Sponsored By

Sorry, But Size Does Count!

Haim Barad launches into an in-depth discussion of data optimzation. Data optimization can liberate shackled artists from subjugating their talents to the limitations of commercial gaming platforms, but Barad here presents some useful optimization guidelines and shows that size really does count after all.

Haim Barad, Blogger

November 2, 1999

13 Min Read
Game Developer logo in a gray background | Game Developer

First of all, I'd like to welcome all of you to the Optimizations Corner. This column will be a regular monthly column at Gamasutra that will feature articles related to optimization methodologies, techniques, tool usage, and so on. This first article will explore the area of data optimizations. However, I'd like to start with a few introductory ideas about optimizations in general…

Firstly, I must confess that my area of expertise does not lie in game development, per se. That is, I have never written a game. (If fact, I'm not even that good at playing them.) However, I (and other members of my team) have been heavily involved in application optimizations, especially 3D games. I also have another thing going for me in that I do work for a company that knows a bit about the CPU and the PC platform. In addition, I am also extremely fortunate to be surrounded by a lot of talented people who will be contributing to this series from time to time. Because of this, I hope to bring a valuable viewpoint to the game development community.

Enough said. I won't bore you with any more about the article series in general. But I do want to add a few comments about optimizations and their role in the gaming industry.

Don't Oppress Your Artists

Actually, this section could have been called, "Why should you still be interested in optimizations?" It used to be that a highly tuned program was required just so it could run at a decent level of performance. With PCs getting faster all the time, why are optimizations still so important? Even if you tune your code, will the overall speedup obtained be worth the effort?

Maybe it's time to look at optimizations in a different light.

Think of it this way. Optimizations are opportunities to free your artists a little more. Artists are creative people, but artists for game companies are creative people with chains on their paint brushes. Basically, the company management (possibly together with the publisher) specify the target platforms for the product. The techno-wizards say that they can achieve a certain level of performance on the target platforms, then they all look at the artist and tell them, "make it look great, but with only so many polygons, textures, etc." That is, the artistic budget for the game is set by reverse engineering the performance, starting with the marketing process of specifying target platforms for the product. Thus, artists are creatively oppressed.

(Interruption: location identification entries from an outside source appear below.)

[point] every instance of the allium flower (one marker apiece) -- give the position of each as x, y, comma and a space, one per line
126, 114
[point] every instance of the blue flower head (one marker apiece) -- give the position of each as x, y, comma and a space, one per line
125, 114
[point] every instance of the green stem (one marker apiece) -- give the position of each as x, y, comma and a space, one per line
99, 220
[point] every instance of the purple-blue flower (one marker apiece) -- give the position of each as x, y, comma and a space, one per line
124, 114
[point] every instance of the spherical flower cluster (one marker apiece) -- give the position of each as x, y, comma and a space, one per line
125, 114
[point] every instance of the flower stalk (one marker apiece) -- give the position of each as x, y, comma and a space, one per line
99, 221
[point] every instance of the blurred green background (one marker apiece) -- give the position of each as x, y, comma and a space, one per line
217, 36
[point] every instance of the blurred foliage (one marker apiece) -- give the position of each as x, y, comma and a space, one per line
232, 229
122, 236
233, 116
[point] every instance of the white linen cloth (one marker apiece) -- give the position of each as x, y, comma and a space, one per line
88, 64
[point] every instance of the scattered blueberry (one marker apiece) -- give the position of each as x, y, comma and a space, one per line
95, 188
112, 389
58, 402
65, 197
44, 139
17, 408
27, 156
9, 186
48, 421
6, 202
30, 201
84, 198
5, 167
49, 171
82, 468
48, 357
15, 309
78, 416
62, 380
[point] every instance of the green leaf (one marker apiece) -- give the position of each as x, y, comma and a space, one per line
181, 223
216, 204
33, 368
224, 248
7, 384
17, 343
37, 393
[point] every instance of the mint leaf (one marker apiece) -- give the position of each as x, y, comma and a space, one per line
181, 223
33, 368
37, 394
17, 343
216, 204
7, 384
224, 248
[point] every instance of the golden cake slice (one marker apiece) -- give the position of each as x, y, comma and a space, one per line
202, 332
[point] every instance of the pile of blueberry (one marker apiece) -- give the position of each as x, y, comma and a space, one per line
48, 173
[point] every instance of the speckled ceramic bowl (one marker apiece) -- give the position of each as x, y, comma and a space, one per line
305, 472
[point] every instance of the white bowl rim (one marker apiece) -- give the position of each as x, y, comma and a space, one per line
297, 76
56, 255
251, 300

Optimizations can be thought of as a way to loosen those chains on your artists. And you might be surprised to learn that many optimizations can be done with very little effort. In fact, an often overlooked place for optimizations is in the data itself.

And it is with this note that I finally head into the main subject of this first paper:

Data Optimizations: It's Not Just Code

It turns out that optimizing applications is not just dependent upon the code. It's very often in the way you organize, store and present the data to the application. In this section, I'll explore the effect of primitive size and how it affects performance. More importantly, I'll show how possibilities for optimization that will let you to increase your effective content at far less cost in performance than you might think.

"Don't worry... it's not the size that counts."

Well, I won't try to verify or deny the above statement with regards to human relationships, but it's definitely a false statement when it comes to 3D models and the way in which they're organized. When measuring performance for a 3D engine, the size of each primitive processed drastically affects the performance of the engine.

Most 3D engines process vertex data in primitive fashion. Let's use D3D as an example (although the principal I'm discussing applies to basically any engine), in which models are represented as a collection of triangles in either discrete, strip, or fan form. This is done in either an indexed or ordered fashion, with the triangles batched up in collections that represent the same geometry state. Although this paper focuses on indexed triangle lists, the principles still hold for other primitive types.

Below is an example of an index primitive. Notice that there are really two structure: the indices (that specify connectivity of vertices) and the vertices themselves (or the vertex pool). The indices are a collection of pointers to vertex structures that include position, normal, texture, coordinates, and so on.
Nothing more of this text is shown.